LA POURSUITE DU BONHEUR DANS UN MONDE COMPLEXE

Le Bhoutan se donne pour objectif le bonheur national.

Qu’est ce que le bonheur ? Aux Etats-Unis et dans la plupart des pays industrialisés bonheur rime souvent avec argent. Les économistes pensent qu’il est possible d’évaluer le progrès et le bien-être social à l’aide d’indicateurs chiffrés; l’indicateur habituellement utilisé est le produit national brut (PNB).

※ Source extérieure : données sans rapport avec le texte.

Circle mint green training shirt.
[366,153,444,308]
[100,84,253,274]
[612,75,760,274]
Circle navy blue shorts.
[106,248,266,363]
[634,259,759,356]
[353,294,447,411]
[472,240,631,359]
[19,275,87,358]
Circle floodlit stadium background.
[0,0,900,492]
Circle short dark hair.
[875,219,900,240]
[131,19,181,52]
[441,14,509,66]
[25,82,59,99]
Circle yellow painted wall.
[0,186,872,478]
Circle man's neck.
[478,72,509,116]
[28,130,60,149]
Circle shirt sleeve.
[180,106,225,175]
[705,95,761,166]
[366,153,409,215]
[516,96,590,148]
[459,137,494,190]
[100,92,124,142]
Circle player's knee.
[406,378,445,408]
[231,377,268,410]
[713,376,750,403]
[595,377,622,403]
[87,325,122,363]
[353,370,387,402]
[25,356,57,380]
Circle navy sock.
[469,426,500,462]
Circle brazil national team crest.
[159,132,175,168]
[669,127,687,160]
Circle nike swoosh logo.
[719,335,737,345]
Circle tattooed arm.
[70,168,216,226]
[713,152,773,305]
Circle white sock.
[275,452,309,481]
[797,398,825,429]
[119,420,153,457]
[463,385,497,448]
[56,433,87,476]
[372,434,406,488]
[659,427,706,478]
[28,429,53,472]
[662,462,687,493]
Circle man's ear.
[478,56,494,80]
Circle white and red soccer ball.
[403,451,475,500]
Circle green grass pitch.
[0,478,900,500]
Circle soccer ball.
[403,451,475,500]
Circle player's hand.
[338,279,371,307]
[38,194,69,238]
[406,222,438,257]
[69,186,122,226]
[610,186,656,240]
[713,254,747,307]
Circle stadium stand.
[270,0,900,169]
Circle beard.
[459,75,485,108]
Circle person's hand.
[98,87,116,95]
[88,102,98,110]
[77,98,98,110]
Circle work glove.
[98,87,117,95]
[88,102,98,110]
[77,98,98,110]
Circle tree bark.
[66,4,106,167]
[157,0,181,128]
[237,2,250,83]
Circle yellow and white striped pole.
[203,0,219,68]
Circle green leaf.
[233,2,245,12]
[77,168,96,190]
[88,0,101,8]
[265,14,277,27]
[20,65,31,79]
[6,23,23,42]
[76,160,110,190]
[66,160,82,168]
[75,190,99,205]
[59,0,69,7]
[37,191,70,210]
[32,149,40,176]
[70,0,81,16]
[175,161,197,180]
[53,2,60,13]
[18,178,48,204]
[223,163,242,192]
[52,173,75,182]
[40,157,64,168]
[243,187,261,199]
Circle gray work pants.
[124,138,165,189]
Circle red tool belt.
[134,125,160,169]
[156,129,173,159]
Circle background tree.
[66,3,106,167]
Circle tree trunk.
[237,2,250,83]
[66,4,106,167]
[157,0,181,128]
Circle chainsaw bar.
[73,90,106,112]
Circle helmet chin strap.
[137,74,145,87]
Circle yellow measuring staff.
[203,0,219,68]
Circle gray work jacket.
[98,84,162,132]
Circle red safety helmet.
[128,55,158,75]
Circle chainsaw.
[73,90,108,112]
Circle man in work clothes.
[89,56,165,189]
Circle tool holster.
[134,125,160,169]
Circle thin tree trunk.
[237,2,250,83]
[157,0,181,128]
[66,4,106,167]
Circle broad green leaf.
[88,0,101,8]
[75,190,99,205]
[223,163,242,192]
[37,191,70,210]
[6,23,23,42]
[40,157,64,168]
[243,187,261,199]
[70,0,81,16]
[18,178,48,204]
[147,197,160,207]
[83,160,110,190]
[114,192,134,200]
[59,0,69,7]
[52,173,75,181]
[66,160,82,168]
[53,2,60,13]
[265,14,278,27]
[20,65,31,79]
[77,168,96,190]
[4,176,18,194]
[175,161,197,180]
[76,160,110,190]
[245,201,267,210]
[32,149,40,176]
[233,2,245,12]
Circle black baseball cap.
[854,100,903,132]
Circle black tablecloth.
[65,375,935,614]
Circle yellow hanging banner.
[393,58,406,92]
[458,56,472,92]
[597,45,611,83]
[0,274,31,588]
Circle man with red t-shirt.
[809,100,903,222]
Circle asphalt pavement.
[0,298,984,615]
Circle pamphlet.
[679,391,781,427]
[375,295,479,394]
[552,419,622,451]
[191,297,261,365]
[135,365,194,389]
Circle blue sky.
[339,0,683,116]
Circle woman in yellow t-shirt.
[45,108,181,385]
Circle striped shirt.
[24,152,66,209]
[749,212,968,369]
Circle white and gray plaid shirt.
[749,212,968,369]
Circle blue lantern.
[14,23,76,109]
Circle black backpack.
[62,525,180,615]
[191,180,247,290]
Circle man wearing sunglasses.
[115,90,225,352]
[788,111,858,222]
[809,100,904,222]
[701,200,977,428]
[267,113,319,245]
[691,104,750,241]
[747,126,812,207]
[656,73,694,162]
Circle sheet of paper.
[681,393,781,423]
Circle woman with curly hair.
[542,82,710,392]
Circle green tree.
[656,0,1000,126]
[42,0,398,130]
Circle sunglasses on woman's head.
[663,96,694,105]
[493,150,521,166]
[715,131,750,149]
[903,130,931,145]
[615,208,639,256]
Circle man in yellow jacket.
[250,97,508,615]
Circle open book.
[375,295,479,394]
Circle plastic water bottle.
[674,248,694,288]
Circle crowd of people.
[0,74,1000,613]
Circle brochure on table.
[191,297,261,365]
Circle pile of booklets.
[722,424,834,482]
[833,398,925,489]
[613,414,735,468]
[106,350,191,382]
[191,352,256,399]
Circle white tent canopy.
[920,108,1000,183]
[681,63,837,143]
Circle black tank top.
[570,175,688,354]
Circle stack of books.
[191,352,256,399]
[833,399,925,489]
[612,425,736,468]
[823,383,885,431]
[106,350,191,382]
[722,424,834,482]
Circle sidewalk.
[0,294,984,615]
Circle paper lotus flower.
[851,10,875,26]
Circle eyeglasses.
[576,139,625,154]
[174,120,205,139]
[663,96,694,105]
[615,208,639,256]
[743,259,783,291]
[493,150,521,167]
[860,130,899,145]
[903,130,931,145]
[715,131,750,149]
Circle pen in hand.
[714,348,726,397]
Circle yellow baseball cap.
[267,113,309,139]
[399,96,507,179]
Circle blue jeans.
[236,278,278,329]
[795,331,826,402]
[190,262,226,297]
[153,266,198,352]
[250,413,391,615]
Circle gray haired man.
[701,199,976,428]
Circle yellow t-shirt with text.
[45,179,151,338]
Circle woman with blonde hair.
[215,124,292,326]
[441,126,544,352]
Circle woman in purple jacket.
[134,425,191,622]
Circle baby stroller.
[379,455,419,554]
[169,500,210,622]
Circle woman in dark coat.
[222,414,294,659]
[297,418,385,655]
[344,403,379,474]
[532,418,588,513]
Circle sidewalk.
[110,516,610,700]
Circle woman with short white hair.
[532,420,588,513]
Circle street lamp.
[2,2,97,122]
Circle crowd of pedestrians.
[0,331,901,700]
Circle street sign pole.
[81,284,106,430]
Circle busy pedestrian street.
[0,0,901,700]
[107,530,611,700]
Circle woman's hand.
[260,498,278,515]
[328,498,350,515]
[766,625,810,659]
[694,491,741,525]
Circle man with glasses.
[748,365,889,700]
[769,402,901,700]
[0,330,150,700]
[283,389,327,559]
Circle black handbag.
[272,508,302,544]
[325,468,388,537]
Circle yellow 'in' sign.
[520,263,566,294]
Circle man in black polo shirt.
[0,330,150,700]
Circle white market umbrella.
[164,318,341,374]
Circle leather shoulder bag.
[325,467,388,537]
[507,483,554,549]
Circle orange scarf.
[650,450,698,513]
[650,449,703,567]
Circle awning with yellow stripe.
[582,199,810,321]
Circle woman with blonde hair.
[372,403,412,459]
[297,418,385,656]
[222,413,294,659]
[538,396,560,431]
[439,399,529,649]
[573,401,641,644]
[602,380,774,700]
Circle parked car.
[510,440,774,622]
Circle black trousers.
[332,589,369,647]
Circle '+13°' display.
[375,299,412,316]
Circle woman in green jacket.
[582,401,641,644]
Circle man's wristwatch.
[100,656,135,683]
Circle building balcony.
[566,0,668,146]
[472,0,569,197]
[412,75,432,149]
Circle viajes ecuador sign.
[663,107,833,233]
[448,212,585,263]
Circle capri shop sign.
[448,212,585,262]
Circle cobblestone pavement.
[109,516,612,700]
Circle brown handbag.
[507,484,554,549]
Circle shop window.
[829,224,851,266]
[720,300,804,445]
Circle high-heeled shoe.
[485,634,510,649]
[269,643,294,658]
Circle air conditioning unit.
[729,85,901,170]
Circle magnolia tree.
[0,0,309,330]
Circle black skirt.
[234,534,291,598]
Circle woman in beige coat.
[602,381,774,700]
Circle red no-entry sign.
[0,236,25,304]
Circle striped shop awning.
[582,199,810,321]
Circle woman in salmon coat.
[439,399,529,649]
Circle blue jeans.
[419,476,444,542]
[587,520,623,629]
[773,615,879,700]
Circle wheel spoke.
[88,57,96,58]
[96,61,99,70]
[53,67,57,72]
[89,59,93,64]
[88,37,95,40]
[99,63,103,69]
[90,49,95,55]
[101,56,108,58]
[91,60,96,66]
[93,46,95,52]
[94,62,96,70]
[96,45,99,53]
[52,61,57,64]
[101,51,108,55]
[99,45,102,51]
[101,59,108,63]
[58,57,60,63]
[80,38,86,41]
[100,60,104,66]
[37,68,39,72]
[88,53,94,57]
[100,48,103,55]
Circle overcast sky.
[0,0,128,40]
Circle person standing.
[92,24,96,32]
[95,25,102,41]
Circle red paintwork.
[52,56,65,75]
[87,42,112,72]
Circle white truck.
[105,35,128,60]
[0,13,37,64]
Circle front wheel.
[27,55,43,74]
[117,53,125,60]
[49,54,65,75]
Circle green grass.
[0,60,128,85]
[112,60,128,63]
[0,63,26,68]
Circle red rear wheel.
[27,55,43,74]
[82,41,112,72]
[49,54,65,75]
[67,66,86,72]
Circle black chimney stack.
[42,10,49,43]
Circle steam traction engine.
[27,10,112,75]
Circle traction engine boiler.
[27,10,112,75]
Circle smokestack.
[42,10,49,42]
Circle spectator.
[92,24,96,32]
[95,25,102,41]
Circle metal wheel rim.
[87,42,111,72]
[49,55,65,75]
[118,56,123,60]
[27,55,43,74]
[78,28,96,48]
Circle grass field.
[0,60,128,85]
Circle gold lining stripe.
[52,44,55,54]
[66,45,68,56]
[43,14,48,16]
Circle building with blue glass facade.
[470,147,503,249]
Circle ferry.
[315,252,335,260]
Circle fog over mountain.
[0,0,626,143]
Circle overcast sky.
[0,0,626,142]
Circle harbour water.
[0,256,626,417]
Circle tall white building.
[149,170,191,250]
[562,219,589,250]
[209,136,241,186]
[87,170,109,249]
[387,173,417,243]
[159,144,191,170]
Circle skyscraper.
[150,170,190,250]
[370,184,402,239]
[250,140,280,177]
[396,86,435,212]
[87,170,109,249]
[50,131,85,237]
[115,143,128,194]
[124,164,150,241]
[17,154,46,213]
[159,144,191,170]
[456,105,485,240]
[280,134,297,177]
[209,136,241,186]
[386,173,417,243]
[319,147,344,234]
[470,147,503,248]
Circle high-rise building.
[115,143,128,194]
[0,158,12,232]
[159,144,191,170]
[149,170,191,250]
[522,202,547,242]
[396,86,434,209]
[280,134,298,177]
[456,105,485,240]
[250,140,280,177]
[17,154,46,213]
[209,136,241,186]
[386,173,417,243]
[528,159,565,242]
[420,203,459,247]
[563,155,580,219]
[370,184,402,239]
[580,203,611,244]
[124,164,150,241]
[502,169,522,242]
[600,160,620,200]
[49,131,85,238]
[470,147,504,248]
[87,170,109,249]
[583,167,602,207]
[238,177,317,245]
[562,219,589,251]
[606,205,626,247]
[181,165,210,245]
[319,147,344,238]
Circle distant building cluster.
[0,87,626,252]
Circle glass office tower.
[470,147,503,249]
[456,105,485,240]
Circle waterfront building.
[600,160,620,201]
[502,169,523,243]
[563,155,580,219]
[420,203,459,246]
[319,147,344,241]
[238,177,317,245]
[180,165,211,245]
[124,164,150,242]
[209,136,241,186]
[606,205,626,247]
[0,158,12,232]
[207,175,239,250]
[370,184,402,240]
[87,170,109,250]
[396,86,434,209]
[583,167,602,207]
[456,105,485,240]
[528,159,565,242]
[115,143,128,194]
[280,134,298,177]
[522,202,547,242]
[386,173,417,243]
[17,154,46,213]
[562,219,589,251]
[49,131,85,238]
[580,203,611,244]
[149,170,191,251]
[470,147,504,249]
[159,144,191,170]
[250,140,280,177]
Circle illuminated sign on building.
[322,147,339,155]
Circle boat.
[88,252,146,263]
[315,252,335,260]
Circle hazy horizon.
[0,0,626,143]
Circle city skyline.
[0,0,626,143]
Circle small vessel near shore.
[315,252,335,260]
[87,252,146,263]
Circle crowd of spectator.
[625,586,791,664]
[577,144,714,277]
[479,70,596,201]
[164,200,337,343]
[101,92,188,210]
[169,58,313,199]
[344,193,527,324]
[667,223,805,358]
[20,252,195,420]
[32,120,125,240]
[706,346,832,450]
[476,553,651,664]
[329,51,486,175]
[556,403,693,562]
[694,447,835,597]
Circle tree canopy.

Mais le petit royaume himalayen du Bhoutan, s’interrogeant sur les problèmes qui affectent les pays riches qui ne se soucient que de croissance économique, essaya une autre formule. En 1972, son nouveau roi, Jigme Singye Wangchuck, décide d’une nouvelle priorité, celle du bonheur national brut (BNB).

Le roi déclara que Le Bouthan devait pourvoir à la prospérité de chacun tout en maintenant une gestion intelligente respectueuse des traditions et de l’environnement . Aujourd’hui âgé de 49 ans, le roi appliqua une politique en vue d’atteindre ces objectifs.
Depuis, l’exemple du Bhoutan nourrit de plus amples réflexions autour de la notion de bien être national.

Un nombre croissant d’économistes, de sociologues et d’administrateurs essaient de mettre au point des systèmes pour mesurer non seulement la circulation monétaire mais également l’accès aux soins, le temps consacré à la famille, la conservation des ressources naturelles et autres facteurs non économiques.

Le but est de revenir en partie à une définition élargie du mot « bonheur », plus conforme à celle que les signataires de la Déclaration d’indépendance avaient à l’esprit quand ils considérèrent que la « recherche du bonheur » était pour les américains un droit inaliénable au même titre que la liberté et le droit à la vie.

« La théorie du bonheur, telle qu’elle est pensée aux siècles des Lumières, était synonyme d’intérêt ou de bien-être publics, de satisfaction du peuple » dit John Ralston Saul, penseur politique canadien. Et, ajouta t’il, cela ne pourrait n’être rien de plus « que l’idée du 20iéme siècle selon laquelle vous devriez sourire parce que vous êtes à Disneyland.»

Mr Saul était l’une des 400 personnes venus de plus d’une dizaine de pays qui se sont récemment réunis pour réfléchir à de nouveaux systèmes pour définir et mesurer la prospérité.

Le congrès qui s’est tenu à l’université Saint Francis Xavier dans le nord de Nova Scotia (Canada) mélangea chaleur des idéaux et froideur des chiffres économiques. Parmi les participants figuraient une trentaine de représentants du Bhoutan venus présenter leur expérience nationale dans la construction d’une société satisfaite et heureuse.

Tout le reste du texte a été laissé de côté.